My heart stutters in surprise and I try to turn my head to get a look at the man, but the blade keeps me still. A boot steps on my right hand, pulling my knife from my grasp, then repeats the process on the other side.

“Are you not a wee bit far from the keep?” Nasal asks.

“Ran... away.” I swallow, my aching hand tightening around a rock. “My sponsor... He’s a lash-loving bastard.”

“And where were you running to?” Nasal inquires with calm curiosity, as if we were having a normal conversation.

“I was following a stream,” I say honestly. “Then found this wide path. Heard voices. Was going there.”

Baritone clicks his tongue. “Running away never helps things, you know. Usually it just leaves you dead. Allow me to demonstrate.” The knife cuts deeper into my flesh, making a warm, viscous stream run down my neck.

I gasp.

“Wait.” This comes from Nasal.

The knife stops and Baritone makes a questioning sound in the back of his throat.

“You are the one who wanted an example to hobble the heathens,” says Nasal. “Don’t kill him yet, not until they see.”

“True,” Baritone growls under his breath, and the knife withdraws from the back of my neck.

I seize upon the reprieve and swing the stone I’ve palmed into Baritone’s knee. Rock hits bone, sending a satisfying vibration down my shoulder.

Baritone curses.

I scramble to my knees, only to fall back down as a boot kicks my ribs and tips me like a bug onto my back.

I recognize Nasal now—one of the roses who occasionally passed through the keep.

His name is Miles, I think. Not that it matters just now.

Leaning over me, Baritone spits into my face before plunging my very own throwing knife hilt-deep into my left thigh.

A heartbeat later, my other blade pierces the right.

I am not bleeding fast enough.

If they just pulled out one of the knives, I might bleed faster. Might go unconscious. If I’m very fortunate, I might die.

“Bring him closer to the fire,” Baritone orders. “I want everyone to see what awaits them should they try to flee tonight.”

I scream as they haul me forward, the pain exploding through every ripped muscle fiber.

It’s been minutes since I was captured. It’s been hours.

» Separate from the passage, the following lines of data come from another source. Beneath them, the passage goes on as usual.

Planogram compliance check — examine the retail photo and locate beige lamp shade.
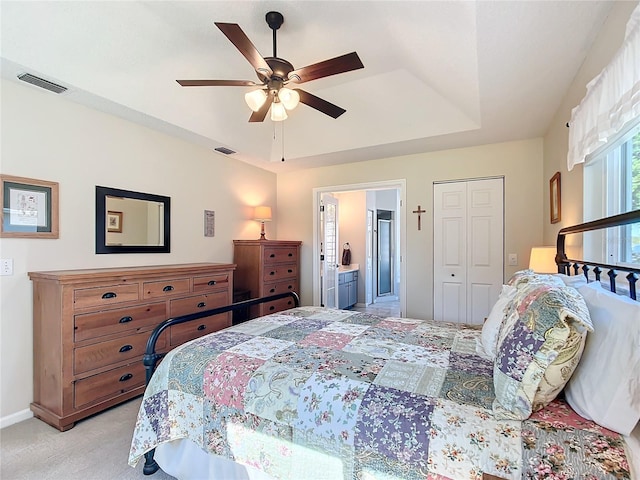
[253,206,271,240]
[529,247,558,273]
[253,206,271,222]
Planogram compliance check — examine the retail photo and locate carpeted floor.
[0,397,173,480]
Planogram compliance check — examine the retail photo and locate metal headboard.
[556,210,640,300]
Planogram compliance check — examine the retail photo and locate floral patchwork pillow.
[493,281,593,420]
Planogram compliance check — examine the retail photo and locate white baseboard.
[0,408,33,429]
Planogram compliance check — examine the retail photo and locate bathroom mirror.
[96,186,171,253]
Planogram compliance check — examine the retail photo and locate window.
[583,122,640,266]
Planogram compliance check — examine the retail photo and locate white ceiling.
[0,0,611,172]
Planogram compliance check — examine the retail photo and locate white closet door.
[433,178,504,324]
[433,183,467,322]
[466,178,504,325]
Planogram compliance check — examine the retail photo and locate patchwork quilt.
[129,307,630,480]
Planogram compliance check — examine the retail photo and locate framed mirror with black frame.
[96,186,171,254]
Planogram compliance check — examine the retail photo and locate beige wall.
[278,139,543,318]
[544,1,638,248]
[0,80,277,425]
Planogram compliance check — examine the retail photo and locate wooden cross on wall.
[413,205,426,230]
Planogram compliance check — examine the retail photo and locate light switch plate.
[0,258,13,275]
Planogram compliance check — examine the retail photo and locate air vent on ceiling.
[214,147,236,155]
[18,73,67,93]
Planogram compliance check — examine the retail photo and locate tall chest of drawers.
[233,240,302,318]
[29,263,235,431]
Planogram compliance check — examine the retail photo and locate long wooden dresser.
[29,263,235,431]
[233,240,302,318]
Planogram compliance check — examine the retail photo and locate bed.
[129,212,640,480]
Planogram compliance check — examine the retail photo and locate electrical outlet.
[0,258,13,275]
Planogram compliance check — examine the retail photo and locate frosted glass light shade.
[244,90,267,112]
[271,102,289,122]
[278,88,300,110]
[529,247,558,273]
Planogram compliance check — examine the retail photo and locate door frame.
[312,178,407,316]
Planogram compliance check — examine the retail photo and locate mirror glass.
[96,186,171,253]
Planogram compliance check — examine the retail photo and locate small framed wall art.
[549,172,562,223]
[107,210,122,233]
[0,175,59,238]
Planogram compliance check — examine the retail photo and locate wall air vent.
[214,147,236,155]
[18,73,67,93]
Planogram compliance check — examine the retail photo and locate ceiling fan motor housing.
[258,57,294,83]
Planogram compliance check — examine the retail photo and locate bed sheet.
[129,307,629,480]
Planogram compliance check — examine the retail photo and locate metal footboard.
[142,292,300,475]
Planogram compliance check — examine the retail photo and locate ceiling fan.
[176,12,364,122]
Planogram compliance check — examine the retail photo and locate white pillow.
[556,273,587,289]
[565,282,640,435]
[476,285,517,360]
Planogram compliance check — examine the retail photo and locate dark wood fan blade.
[295,88,346,118]
[176,80,260,87]
[249,95,273,122]
[289,52,364,83]
[215,22,273,77]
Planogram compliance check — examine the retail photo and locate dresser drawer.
[263,278,298,297]
[73,360,145,408]
[262,297,295,315]
[73,283,139,309]
[169,291,229,318]
[193,273,231,293]
[170,313,231,347]
[73,332,166,375]
[143,278,191,298]
[73,302,167,342]
[262,263,298,282]
[264,247,298,265]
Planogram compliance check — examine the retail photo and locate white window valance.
[567,4,640,170]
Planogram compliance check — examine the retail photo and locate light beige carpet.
[0,397,173,480]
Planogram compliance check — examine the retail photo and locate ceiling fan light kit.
[176,12,364,122]
[244,90,267,112]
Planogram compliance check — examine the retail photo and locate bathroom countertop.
[338,263,360,273]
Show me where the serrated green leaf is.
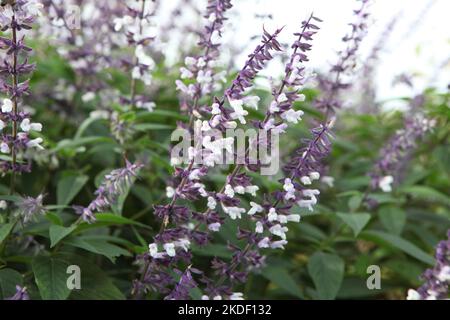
[56,173,89,206]
[31,256,70,300]
[308,252,345,300]
[337,212,370,237]
[49,225,77,248]
[0,268,23,300]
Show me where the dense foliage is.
[0,0,450,299]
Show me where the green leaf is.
[64,237,131,263]
[348,194,363,212]
[359,231,434,265]
[0,269,23,300]
[337,213,370,237]
[69,256,125,300]
[56,173,89,206]
[49,225,77,248]
[32,256,70,300]
[378,207,406,236]
[261,265,304,299]
[308,252,345,300]
[0,223,14,244]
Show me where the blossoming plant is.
[0,0,450,300]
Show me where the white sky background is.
[160,0,450,100]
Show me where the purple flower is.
[73,160,143,223]
[15,194,46,223]
[6,285,30,300]
[0,0,43,175]
[315,0,370,116]
[369,112,434,192]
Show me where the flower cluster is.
[73,160,142,223]
[114,0,156,112]
[315,0,371,116]
[134,23,281,296]
[407,230,450,300]
[6,286,30,300]
[15,194,46,223]
[176,0,232,116]
[0,0,43,174]
[369,110,435,192]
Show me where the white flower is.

It’s been years. Long enough for the dozen guards in charge of the prisoners to have built a fire beneath a dense tree, illuminating the clearing where the captured whisperers are bedding down for the night.

Long enough for the first demonstration.

“We’ve already discussed the consequences of disobedience,” Baritone tells the hundred hollow faces staring at me through the smoke.

His voice is calm, as if instructing a class of novices, and loud enough to carry over the sobs and retching.

“Before I bid you goodnight, I wish to discuss the consequences of running. Some believe ropes and chains are needed to keep a rabid animal at bay. But that is utter folly. All you need is to hobble the beast. This is how it’s done.

Miles, shatter the boy’s legs, please. ”

The man I’ve called Nasal unhooks an ax from his belt and stalks slowly toward me.

“Why are you doing this?” I yell at him, fear tearing at my throat.

“You are a holy guardsman. You trained beside me, you—” I give up shouting as Miles approaches, struggling instead against the two men holding my arms. They only torque my shoulders until my protests become babbling screams that even I cannot understand.

My eyes are wide, my heart ripping through my chest as my breaths fall in short desperate pants.

The last thing I see before the back of Miles’s heavy ax strikes my shin is his loose shirt collar shifting open and a Viva Sylthia tattoo flashing in the firelight.